Économie
L’examen du budget 2026 plongé dans une incertitude parlementaire
Le calendrier législatif et les majorités nécessaires à l’adoption du projet de loi de finances demeurent suspendus à des négociations fragiles, tandis que les débats sur la justice fiscale peinent à dessiner un consensus.
Les députés achèvent ce lundi une semaine de discussions consacrées aux recettes budgétaires, sans perspective de scrutin sur ce volet initial mardi comme initialement envisagé. Alors que les premiers bilans s’esquissent, la possibilité de réunir une majorité dans l’hémicycle apparaît compromise, malgré les déclarations optimistes du gouvernement et du Parti socialiste.
La journée parlementaire de lundi doit poursuivre les échanges sur les questions de justice fiscale, incluant des amendements relatifs à la fiscalité des plus-values immobilières et aux droits de succession. Conscient des limites du débat budgétaire pour parvenir à un texte cohérent, le Premier ministre a invité vendredi l’ensemble des ministres concernés à rencontrer les représentants des groupes politiques afin de dégager des principes communs pour les finances sociales et le projet de loi de finances.
Une première concrétisation de cette nouvelle approche s’est manifestée par la convocation des présidents des groupes parlementaires au ministère des Relations avec le Parlement en début de semaine. La ministre des Comptes publics a toutefois tenu à écarter l’idée d’un « budget Frankenstein » que la récente confusion fiscale pourrait laisser supposer.

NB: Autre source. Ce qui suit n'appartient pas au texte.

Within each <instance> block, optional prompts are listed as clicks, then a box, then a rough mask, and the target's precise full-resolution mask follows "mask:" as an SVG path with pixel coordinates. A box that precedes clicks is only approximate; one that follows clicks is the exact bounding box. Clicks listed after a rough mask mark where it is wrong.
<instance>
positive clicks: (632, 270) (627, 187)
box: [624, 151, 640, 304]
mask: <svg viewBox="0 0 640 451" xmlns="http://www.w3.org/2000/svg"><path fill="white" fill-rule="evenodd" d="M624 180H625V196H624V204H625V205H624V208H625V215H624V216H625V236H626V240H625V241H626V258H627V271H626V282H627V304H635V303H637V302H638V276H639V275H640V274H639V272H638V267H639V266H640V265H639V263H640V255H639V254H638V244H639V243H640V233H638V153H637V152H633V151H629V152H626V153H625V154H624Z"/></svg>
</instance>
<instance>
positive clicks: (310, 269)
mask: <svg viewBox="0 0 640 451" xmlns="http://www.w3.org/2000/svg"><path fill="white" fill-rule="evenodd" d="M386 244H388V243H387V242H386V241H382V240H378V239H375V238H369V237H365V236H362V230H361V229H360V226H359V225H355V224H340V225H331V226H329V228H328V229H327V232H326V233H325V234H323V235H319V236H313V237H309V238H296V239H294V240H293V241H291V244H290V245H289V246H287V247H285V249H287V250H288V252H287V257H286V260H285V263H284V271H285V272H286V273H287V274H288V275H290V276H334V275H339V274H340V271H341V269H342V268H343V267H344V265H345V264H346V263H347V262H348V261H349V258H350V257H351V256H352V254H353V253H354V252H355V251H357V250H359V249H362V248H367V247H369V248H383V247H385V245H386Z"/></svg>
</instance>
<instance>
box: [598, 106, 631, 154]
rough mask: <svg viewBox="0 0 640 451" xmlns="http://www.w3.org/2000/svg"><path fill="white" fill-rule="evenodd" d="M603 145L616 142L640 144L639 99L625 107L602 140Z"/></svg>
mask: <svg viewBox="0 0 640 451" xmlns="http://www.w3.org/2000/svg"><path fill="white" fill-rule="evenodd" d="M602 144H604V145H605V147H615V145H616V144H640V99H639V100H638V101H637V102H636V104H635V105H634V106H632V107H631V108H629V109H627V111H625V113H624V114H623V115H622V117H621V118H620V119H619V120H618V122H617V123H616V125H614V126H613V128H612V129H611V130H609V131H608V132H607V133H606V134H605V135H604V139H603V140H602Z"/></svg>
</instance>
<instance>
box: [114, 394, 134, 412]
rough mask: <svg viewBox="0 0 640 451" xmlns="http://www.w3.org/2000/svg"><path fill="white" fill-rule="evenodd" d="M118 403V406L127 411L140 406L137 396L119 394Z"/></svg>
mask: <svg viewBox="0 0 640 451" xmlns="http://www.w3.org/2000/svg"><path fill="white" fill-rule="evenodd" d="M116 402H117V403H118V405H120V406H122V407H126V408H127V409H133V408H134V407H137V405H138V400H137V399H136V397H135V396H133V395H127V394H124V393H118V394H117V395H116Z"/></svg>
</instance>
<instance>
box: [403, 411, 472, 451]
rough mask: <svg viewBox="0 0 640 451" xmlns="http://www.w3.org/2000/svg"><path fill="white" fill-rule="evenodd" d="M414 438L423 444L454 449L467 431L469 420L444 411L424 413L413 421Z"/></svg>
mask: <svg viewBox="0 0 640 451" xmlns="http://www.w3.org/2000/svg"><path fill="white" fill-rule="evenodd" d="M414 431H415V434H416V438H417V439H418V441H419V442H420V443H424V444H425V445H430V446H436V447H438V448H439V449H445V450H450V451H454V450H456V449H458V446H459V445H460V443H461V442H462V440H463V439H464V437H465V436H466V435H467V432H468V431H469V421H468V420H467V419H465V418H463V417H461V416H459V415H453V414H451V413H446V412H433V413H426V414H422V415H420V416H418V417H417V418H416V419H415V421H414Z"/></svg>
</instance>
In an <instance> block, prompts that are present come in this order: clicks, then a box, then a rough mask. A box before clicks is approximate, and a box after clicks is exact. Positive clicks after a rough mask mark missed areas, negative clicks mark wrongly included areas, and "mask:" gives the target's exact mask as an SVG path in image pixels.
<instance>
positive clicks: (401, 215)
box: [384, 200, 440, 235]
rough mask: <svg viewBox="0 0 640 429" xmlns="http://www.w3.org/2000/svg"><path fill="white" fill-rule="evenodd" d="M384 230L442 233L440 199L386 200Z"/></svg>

Elle a rappelé que le déficit public se situait à 4,7 % du PIB, correspondant à l’objectif gouvernemental initial, et souligné l’existence de marges de manœuvre durant la navette parlementaire, le gouvernement s’étant réservé la possibilité d’atteindre 4,9 %.
Concernant les entreprises, elle a indiqué que les multinationales supportaient des hausses d’impôts de 2,5 milliards d’euros, tandis que les PME bénéficiaient de baisses avoisinant 3 milliards. Ce calcul exclut toutefois quatre taxes jugées inapplicables ou contraires au droit européen. Pour les ménages, la ministre a évoqué une réduction d’environ 2 milliards d’euros, principalement due au dégel du barème de l’impôt sur le revenu, compensée par des mesures concernant les contribuables les plus aisés représentant un montant supérieur à l’ISF antérieur à 2017.
L’incertitude persiste quant au respect des délais d’examen et à l’adoption finale du texte. Les discussions doivent être interrompues lundi soir pour laisser place au budget de la Sécurité sociale, avant de reprendre dans une dizaine de jours jusqu’au 23 novembre, date limite constitutionnelle pour la transmission au Sénat. Le gouvernement tablait sur un vote le 18 novembre pour la partie recettes, mais le président de la commission des Finances estime improbable que le texte soit soumis au suffrage des députés.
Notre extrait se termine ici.